2. Banks are leveraging technology to deepen community relationships.
Covid-19 relief efforts created an opening for tech-savvy community banks to win market share and goodwill among small businesses and communities at-large. These relief efforts will likely continue to be a major area for investment and innovation over the next few years.

A prime example of this is Quontic Bank’s #BetheDrawbridge campaign. The Astoria, New York-based bank’s Drawbridge Savings account matches a portion of interest paid to account holders into a fund providing financial relief to New York City families and businesses. Not only is the bank leveraging digital account opening to broaden its footprint, but also building goodwill within its home-base. 

3. Real-time transaction monitoring becomes table stakes to compete online.
While the U.S. has been slow to adopt real-time payments (RTP), the time is near. The Federal Reserve is working to release its RTP network, FedNow, by 2024; The Clearing House’s RTP Network is quickly expanding.

Community banks should prepare for real-time banking — not only through the implementation of real-time digital servicing, but also through real-time transaction monitoring. Money moves today; if banks don’t receive a report until the next morning, it’s too late. As real-time payments become more accessible, real-time transaction monitoring will be table stakes in order to prevent fraud, mitigate costs and stay competitive.

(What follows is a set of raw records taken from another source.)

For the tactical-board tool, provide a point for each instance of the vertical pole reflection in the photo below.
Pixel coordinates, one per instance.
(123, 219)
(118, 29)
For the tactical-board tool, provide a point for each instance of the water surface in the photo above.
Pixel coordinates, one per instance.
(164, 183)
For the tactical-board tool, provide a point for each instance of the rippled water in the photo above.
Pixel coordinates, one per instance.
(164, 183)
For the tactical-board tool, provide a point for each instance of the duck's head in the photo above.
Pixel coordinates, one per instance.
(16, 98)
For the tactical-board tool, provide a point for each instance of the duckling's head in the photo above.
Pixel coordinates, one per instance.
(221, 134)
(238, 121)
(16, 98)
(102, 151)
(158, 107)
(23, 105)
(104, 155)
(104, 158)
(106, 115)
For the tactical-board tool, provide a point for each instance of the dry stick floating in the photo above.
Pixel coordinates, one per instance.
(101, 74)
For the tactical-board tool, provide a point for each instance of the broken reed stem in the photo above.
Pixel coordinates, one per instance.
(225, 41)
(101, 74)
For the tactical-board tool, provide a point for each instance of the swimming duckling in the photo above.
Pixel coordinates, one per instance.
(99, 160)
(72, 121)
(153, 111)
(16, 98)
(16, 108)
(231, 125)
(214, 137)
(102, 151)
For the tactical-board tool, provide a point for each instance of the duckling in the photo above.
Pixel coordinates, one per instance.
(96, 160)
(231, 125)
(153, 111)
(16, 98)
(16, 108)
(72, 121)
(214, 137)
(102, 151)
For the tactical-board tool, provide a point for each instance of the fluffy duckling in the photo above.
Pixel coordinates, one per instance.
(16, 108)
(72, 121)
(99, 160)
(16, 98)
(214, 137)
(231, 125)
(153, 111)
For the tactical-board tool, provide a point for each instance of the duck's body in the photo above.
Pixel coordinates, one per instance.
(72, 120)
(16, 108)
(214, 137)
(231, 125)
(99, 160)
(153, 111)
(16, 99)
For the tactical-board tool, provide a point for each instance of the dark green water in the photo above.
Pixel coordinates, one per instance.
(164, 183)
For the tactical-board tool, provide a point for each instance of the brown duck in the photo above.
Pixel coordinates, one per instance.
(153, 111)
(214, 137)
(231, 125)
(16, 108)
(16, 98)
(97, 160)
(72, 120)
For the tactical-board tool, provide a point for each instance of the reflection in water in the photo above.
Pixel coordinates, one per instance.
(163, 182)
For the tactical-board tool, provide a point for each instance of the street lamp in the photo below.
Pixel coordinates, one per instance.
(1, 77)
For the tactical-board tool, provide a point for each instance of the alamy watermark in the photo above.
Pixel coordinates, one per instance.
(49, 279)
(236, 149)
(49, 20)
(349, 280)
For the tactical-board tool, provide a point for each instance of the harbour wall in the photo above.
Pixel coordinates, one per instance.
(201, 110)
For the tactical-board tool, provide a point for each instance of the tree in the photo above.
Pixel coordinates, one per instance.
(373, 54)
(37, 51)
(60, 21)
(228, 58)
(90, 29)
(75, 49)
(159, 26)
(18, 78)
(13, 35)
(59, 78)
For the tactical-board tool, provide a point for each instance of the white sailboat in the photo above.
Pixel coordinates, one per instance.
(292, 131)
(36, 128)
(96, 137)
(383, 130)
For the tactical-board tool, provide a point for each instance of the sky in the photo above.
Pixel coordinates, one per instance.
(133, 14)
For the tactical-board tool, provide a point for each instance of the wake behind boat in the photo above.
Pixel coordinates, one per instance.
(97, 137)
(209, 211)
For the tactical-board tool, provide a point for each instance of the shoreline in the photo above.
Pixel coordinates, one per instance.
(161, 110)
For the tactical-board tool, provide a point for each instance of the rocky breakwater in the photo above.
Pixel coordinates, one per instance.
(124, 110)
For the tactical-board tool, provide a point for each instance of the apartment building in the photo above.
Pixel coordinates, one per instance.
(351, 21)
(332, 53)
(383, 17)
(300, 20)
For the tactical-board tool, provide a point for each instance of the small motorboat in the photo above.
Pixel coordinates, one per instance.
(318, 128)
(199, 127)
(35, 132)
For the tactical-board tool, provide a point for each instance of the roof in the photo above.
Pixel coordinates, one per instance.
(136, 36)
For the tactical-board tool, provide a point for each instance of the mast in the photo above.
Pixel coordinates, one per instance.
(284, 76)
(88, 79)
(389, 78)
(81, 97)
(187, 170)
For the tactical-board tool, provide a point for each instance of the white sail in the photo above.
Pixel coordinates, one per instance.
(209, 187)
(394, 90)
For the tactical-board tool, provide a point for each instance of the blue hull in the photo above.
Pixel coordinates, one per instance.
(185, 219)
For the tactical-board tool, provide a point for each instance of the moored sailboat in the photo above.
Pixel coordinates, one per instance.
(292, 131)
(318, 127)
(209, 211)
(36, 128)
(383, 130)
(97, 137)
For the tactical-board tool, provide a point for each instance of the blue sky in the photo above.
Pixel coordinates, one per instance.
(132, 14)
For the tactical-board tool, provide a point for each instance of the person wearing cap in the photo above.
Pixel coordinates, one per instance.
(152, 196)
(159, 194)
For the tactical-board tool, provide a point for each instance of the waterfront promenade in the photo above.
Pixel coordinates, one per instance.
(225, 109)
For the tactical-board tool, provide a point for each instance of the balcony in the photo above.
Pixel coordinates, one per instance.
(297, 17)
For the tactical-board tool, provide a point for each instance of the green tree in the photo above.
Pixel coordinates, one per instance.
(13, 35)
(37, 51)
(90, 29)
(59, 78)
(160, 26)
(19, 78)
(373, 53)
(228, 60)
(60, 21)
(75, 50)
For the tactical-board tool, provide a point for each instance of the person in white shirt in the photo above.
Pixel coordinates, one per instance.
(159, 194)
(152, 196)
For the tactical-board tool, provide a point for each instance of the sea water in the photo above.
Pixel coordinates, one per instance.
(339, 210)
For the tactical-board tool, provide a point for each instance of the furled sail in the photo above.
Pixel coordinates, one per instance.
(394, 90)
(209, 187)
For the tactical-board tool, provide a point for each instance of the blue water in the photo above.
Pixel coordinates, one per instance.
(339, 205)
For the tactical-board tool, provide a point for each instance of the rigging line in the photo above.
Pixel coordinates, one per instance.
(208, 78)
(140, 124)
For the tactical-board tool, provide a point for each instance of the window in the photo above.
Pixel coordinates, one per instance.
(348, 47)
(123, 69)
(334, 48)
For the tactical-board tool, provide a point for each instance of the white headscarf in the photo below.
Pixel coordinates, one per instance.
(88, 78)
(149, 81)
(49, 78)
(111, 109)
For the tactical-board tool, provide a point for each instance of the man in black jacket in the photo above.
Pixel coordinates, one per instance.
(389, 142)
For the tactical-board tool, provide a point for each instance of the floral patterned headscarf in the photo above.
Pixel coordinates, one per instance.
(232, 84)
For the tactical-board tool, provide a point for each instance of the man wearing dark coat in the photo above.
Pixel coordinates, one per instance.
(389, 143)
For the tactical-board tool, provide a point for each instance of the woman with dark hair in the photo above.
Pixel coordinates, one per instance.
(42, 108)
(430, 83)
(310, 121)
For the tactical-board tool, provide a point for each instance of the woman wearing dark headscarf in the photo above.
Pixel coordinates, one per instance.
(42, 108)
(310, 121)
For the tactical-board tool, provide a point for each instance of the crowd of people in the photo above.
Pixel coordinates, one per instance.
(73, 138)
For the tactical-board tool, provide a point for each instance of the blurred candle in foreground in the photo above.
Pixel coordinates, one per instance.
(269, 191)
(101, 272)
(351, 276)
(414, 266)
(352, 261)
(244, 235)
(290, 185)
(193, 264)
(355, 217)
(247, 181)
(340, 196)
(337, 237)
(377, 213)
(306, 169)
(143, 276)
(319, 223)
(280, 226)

4. The business banking experience will see major growth and user-friendly improvements.
Commercial banking has so far lagged behind consumer services, remaining manual and paper-based. Fortunately, the innovations that have emerged in personal banking are migrating to the commercial space. This will likely become a major area of focus for technology firms and financial institutions alike.

Looking Ahead
In the next five years, smaller banks will need to double down on digital banking trends and investments, taking advantage of their nimble capabilities. The right tools can make all the difference — the best way for banks to fast-track digital offerings in the next stage of their evolution is to find the right partners and products for their needs.